Son 24 saatte Mustafa Varank, Hulusi Akar ve bizzat Erdoğan hem ABD’ye, hem de AB’ye ‘İlişkilerimiz aslında iyi, bizimle çalışın, anlaşabiliriz’ minvalli mesajlar gönderdi. AKP’nin içinde bulunduğu krize fellik fellik bir çıkış aradığı sır değil.
İktidarın dışarıya yaptığı aslan taklidinin temeli hiç olmadı, yine de kısa vadeli ‘kazançlar’ koparılabildi. Trump’ın gidip Biden’ın gelmesiyle bu olanaklar da iyice sınırlandı. Biden’ın Avrupa ülkelerini de oyuna çekmeyi planlayan stratejisi, Erdoğan’ın maceraları karşısında daha yekpare bir çizginin durmasına sebep olacak. AKP’nin önceki dönemden kalan kazançları da ayağına daha çok dolaşmaya başlayacaktır.
AKP kendi bekası için ‘geçmişi unutalım’ önerisini herkese götürecektir elbette.
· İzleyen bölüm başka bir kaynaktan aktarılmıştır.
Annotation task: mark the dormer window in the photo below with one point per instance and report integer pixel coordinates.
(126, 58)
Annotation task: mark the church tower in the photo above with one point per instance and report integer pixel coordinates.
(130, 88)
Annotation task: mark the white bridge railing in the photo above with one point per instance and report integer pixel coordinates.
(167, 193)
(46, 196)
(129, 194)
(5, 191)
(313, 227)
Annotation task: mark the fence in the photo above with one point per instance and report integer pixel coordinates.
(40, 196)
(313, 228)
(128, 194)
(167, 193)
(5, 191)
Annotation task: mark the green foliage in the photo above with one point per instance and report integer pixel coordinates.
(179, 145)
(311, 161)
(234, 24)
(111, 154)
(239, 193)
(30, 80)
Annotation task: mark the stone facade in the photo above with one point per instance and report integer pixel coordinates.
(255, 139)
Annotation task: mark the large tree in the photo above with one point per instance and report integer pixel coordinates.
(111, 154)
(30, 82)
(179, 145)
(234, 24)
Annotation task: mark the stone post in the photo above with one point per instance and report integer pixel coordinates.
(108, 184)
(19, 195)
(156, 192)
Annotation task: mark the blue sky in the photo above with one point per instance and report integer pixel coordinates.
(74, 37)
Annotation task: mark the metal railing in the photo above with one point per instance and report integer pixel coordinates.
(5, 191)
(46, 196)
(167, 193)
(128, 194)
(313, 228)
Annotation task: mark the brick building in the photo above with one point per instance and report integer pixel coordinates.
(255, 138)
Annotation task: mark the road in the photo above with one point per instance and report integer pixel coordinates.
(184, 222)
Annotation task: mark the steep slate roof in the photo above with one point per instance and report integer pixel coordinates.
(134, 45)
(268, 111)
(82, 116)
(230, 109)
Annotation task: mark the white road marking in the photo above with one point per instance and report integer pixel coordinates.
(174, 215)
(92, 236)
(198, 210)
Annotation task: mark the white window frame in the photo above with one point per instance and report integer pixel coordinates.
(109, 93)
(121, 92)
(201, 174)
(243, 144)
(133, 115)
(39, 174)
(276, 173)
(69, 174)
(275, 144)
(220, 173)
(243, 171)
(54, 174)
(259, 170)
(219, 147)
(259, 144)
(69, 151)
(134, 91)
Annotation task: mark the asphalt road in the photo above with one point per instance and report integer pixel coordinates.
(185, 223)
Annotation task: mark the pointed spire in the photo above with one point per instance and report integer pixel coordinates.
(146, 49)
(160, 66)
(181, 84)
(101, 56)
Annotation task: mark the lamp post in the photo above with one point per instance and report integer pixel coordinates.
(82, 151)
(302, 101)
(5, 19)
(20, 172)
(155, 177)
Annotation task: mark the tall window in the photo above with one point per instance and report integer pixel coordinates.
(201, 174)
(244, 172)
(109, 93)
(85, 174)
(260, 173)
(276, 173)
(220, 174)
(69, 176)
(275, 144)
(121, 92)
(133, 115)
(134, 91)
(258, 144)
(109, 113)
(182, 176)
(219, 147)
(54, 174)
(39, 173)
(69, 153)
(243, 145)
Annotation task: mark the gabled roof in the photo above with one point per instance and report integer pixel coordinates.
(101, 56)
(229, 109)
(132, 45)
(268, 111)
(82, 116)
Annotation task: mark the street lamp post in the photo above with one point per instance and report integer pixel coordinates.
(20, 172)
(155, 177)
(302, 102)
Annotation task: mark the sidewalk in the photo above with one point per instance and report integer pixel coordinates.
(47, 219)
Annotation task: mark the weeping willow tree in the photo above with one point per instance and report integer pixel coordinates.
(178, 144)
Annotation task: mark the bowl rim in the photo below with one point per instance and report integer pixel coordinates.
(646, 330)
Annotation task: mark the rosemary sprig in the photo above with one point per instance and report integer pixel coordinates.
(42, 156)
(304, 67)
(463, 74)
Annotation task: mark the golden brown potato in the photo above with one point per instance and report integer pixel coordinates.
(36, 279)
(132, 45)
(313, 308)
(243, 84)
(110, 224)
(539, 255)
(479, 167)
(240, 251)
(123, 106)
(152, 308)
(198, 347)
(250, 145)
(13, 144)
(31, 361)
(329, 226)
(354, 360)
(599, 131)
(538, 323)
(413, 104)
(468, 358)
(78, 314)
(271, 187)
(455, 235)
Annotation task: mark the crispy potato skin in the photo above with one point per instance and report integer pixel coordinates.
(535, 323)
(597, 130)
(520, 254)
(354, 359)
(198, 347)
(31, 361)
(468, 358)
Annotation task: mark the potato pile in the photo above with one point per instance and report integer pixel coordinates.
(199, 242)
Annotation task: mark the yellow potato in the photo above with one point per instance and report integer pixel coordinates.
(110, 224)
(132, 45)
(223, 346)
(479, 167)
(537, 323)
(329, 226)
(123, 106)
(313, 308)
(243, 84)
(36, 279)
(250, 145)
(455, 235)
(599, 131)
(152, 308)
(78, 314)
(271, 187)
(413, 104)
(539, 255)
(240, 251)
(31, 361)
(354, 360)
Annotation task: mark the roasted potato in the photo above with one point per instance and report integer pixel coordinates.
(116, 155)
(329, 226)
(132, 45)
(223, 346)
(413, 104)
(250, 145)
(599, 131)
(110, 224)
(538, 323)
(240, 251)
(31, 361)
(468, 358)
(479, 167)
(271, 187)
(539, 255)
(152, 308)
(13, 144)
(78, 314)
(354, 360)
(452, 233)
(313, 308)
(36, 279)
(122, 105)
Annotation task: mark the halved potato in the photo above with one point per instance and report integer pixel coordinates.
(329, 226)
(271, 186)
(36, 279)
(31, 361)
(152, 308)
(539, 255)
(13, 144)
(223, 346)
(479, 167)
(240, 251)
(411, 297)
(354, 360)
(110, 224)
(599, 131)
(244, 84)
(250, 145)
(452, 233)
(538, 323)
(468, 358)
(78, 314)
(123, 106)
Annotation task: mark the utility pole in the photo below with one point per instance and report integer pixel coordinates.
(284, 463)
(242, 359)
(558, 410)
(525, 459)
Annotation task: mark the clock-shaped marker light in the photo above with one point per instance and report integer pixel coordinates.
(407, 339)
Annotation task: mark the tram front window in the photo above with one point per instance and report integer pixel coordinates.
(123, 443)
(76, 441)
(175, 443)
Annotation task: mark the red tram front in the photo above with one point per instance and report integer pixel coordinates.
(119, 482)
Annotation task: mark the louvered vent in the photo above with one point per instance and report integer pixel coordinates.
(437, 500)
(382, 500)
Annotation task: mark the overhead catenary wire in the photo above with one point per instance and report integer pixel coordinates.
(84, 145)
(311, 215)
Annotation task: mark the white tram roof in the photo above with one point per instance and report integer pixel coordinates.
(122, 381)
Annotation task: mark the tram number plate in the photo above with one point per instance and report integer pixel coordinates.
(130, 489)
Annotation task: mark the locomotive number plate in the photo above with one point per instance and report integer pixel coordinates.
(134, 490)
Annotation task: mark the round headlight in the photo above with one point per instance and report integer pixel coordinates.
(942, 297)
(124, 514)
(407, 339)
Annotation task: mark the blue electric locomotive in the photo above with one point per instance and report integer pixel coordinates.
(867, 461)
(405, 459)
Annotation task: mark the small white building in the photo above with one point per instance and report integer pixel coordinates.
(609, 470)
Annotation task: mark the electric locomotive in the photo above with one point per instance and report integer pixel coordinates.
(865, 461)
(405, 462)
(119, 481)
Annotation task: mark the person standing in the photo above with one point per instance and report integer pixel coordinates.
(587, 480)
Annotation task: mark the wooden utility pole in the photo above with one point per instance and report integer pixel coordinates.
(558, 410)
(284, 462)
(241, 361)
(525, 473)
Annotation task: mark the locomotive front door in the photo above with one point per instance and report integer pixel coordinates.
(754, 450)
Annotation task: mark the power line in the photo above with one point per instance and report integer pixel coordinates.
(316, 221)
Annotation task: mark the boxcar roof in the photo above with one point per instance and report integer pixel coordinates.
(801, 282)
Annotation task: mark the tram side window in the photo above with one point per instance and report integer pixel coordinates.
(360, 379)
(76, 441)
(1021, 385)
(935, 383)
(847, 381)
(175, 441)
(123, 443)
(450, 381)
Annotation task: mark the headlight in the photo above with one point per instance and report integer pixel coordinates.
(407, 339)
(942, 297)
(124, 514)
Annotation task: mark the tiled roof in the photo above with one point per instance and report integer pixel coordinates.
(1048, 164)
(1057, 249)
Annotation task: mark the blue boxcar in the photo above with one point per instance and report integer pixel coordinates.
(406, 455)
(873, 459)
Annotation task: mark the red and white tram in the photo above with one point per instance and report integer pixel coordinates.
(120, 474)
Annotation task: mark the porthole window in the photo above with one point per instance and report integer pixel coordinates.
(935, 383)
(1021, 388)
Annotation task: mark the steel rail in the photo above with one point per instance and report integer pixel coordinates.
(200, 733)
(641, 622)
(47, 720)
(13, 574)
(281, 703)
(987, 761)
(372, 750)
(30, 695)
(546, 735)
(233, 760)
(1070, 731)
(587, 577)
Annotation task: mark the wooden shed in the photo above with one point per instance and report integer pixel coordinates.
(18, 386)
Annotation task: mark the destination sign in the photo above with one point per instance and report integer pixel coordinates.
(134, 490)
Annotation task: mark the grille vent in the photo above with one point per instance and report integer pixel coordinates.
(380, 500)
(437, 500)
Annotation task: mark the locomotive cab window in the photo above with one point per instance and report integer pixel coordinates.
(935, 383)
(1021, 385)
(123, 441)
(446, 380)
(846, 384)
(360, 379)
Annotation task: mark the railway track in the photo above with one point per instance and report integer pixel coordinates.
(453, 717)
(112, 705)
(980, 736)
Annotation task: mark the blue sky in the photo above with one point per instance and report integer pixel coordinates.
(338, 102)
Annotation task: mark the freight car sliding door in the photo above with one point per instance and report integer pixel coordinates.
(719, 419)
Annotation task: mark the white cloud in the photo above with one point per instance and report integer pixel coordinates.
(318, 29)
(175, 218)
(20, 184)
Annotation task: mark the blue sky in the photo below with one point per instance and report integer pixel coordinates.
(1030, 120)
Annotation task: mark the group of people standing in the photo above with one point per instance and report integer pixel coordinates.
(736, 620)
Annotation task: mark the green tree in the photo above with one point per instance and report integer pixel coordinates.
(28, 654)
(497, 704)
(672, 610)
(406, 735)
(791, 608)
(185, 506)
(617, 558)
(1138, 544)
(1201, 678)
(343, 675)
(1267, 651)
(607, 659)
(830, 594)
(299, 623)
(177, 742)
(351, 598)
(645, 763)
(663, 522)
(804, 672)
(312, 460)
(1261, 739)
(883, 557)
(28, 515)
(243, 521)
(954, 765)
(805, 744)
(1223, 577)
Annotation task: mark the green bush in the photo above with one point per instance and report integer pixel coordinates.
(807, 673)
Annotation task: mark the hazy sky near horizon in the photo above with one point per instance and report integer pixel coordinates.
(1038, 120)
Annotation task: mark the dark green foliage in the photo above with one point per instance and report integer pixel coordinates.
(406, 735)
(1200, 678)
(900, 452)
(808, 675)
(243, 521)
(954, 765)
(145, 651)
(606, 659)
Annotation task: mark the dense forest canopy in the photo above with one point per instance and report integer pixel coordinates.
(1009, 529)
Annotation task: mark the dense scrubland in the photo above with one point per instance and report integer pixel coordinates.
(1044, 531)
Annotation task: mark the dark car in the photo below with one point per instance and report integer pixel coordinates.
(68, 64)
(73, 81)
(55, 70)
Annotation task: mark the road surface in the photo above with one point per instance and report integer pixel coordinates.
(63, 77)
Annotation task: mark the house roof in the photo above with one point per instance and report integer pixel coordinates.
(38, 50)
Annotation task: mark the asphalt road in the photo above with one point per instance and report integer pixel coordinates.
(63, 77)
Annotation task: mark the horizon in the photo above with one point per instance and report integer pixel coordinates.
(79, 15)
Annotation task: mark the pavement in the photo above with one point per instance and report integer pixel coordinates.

Peki ellerinde Batı’ya vaadedecekleri ne kaldı? Biz söyleyelim: Daha fazla savaş ve daha fazla sömürü. Batı’nın en sonunda Türkiye’den beklentisi özgür ve demokratik bir ülke değil, kendi çıkarlarına uygun ve stabil bir siyasi atmosferdir. Bu atmosfer de son kertede kan ve sömürüden başka bir şey getirmez. AKP’nin masaya ‘Bu ortamı en iyi ben sağlarım’ diye gittiği aşikar.
Tüm bunlara rağmen, AKP masaya ne koyarsa koysun, Batı anlaşmaya yanaşmayabilir. Bunun sonucu da AKP’nin sıkışma halinin sürmesi ve muhalefetin etkisinin artması olacaktır. İki durumda da demokrasi gökten zembille inerek gelmeyecektir.